Evidence-Based Practice in Wound Care

Instructor: Justine Fritzel

Justine has been a Registered Nurse for 10 years and has a Bachelor's of Science in Nursing degree.

Pressure ulcers are a huge burden on patients and on the healthcare system. In this lesson, we will learn more about pressure ulcers and evidence-based practice in managing them.

Prevention of Skin Breakdown

When a person is ill, injured, or debilitated they are often bed bound or at the very least less active than they used to be. They may be hospitalized, in a nursing home or cared for at home. Regardless of the specific situation, many of these people are at risk for skin breakdown, commonly known as bed sores.

As bed sores can become very severe, studies agree that prevention of bed sores is key. Preventing them is much easier than healing them.


Nursing assessment is important in helping to identify the risk for skin breakdown and aid in prevention. It's important to take into consideration the patient's age and health conditions including previous bed sores. Reviewing their medications can also identify any risks. Regular assessment of a patient's skin is essential. There are also several tools that can be used to assess a patient's risk for skin breakdown.

Braden Scale

One commonly used tool is the Braden Scale. This scale rates sensory and perception, moisture, activity, mobility, nutrition, and friction/shearing. For example, a 93 year old lady is no longer able to walk and spends most of her time in bed. She often slides down in bed and is unable to reposition herself independently. She is incontinent of urine and is unaware when she is. She is very thin and frail and eats very little. She would be at high risk for skin breakdown on the Braden Scale.

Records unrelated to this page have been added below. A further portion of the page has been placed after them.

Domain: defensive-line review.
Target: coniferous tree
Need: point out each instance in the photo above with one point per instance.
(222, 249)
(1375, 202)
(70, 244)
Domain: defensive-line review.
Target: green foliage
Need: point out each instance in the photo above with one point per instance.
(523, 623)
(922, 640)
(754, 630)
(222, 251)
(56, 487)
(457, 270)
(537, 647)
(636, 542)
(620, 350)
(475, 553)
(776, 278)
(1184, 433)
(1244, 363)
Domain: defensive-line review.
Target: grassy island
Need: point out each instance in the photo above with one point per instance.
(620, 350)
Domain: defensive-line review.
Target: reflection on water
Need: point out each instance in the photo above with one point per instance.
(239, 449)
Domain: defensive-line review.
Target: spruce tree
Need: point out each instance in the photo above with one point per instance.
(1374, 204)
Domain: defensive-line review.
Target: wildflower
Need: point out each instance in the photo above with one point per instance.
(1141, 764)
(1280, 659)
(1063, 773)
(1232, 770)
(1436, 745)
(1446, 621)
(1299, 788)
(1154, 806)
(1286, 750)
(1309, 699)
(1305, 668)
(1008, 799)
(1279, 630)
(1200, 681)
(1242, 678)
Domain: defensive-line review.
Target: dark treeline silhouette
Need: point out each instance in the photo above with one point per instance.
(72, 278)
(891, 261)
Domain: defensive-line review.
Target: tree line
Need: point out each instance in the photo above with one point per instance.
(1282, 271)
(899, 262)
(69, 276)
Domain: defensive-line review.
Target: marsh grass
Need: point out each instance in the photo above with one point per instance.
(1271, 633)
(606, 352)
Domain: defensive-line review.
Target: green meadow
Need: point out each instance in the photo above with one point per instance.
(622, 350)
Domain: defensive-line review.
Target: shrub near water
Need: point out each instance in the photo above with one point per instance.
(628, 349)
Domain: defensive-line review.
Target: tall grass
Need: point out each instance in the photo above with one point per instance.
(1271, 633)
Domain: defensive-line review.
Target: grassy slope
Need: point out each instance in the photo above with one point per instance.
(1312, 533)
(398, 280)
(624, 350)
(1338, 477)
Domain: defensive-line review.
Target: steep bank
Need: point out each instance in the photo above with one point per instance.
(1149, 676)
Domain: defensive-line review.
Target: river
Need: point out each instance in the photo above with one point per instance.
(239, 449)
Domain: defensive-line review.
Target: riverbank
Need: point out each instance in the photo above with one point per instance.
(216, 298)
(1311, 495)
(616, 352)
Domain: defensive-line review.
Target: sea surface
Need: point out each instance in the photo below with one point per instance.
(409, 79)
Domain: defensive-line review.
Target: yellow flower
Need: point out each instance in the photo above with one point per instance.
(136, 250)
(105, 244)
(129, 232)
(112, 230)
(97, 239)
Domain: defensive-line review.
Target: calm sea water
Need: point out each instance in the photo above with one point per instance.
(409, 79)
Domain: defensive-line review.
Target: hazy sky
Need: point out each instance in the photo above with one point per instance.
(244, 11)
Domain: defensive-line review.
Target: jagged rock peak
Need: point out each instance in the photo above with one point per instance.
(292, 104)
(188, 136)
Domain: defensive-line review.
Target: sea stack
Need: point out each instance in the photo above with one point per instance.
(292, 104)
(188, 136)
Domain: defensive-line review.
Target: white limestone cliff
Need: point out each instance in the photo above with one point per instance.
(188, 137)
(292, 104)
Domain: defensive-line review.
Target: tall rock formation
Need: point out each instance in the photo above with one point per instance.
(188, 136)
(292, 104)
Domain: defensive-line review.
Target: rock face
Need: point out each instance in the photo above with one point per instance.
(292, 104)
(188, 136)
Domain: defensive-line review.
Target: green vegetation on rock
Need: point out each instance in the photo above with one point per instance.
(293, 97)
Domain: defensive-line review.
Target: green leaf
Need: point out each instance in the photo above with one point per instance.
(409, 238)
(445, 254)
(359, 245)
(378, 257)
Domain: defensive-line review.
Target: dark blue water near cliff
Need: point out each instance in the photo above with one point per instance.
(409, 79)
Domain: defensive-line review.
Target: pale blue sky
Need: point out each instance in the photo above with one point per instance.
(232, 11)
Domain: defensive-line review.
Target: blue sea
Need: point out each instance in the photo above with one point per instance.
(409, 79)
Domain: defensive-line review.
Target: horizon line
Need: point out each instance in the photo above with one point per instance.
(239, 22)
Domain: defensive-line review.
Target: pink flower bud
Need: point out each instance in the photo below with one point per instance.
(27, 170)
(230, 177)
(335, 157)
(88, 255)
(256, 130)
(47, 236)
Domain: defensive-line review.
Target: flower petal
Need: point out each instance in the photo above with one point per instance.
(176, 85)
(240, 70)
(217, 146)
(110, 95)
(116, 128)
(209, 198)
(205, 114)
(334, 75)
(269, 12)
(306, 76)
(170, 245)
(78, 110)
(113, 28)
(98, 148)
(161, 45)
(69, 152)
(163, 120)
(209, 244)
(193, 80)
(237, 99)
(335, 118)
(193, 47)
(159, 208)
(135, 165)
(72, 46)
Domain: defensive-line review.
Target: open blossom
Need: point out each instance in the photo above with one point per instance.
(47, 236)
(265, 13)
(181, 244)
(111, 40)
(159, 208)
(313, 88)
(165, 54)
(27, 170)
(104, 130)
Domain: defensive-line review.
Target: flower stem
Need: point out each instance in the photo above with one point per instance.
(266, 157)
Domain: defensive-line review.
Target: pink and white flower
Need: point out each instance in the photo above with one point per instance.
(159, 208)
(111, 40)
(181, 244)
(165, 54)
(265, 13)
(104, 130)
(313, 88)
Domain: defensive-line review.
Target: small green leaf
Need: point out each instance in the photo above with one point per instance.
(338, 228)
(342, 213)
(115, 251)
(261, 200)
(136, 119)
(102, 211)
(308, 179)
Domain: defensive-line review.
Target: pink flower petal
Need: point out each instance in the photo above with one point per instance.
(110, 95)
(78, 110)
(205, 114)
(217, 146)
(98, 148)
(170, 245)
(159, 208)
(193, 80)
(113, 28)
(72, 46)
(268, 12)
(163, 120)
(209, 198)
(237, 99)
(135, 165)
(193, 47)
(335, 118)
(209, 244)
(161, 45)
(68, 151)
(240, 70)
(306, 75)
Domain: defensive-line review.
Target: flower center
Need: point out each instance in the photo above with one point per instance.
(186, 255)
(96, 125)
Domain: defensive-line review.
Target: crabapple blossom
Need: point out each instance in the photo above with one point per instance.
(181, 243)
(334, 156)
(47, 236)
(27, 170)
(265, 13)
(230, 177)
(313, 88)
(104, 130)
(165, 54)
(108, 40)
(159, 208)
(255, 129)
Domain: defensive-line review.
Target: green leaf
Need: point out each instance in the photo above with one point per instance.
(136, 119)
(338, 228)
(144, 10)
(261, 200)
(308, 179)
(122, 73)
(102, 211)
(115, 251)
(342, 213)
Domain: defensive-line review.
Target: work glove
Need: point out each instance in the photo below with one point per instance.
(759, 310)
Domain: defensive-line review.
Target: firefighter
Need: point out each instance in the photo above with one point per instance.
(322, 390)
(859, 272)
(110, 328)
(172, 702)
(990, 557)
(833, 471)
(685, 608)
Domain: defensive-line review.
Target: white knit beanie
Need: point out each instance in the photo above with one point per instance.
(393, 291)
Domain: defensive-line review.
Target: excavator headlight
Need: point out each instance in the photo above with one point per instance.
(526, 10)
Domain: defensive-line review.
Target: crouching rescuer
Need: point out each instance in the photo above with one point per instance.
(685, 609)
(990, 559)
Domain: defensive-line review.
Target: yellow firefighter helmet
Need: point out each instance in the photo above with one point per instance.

Prevention is focused on the same factors as the Braden Scale. Interventions include repositioning the person at least every few hours and providing extra cushioning for their chair or bed, keeping the skin dry for incontinence care, encouraging mobility, improving nutrition and avoiding friction or shearing such as sliding in bed. Meticulous care can help avoid skin breakdown.

Pressure Ulcers

Pressure ulcer is the medical term for a bed sore. Any part of the body with a bony prominence is a common area for pressure ulcers and should be closely assessed. Examples are the hips, ankles, shoulders, and lower back over the sacrum. Pressure ulcers are categorized through staging according to the National Pressure Ulcer Staging System. A simplified description of each stage is below.

Stage 1 pressure ulcer is a an area that is reddened and when light pressure is applied it doesn't change color.

Stage 2 pressure ulcer is a superficial skin loss, like a popped blister.

Stage 3 has full thickness skin loss and extends down into subcutaneous tissue.

Stage 4 extends even deeper and can go to the bone.

Learning a little bit about the staging may now help you understand how significant pressure ulcers can be.


If a person does develop a pressure ulcer, appropriate treatment is necessary. Research identifies steps for treatment which include cleansing, assessment and staging, debridement, managing bacteria, managing exudate, improving nutrition, managing pain, and ongoing assessment of the wound.

Nurses will assess the wound and determine the stage of the wound. Cleansing the wound with normal saline cleans the wound of debris and bacteria that may otherwise delay healing.

The wound may have necrotic tissue which is essentially dead tissue that will prevent healing. Debridement is the removal of this tissue to promote healing. There are different ways to debride which include sharp, mechanical, autolytic, enzymatic and biosurgery.

Bacteria is going to be present in a wound but when the bacteria content increases the wound may become infected and again healing can be delayed. Research shows that swab cultures are not recommended and instead tissue biopsies should be done. Treatment can include oral or topical antibiotics to control the bacteria growth.

Keeping the wound moist is important in healing but at the same time if there is heavy drainage, or exudate, you need a non-gauze dressing.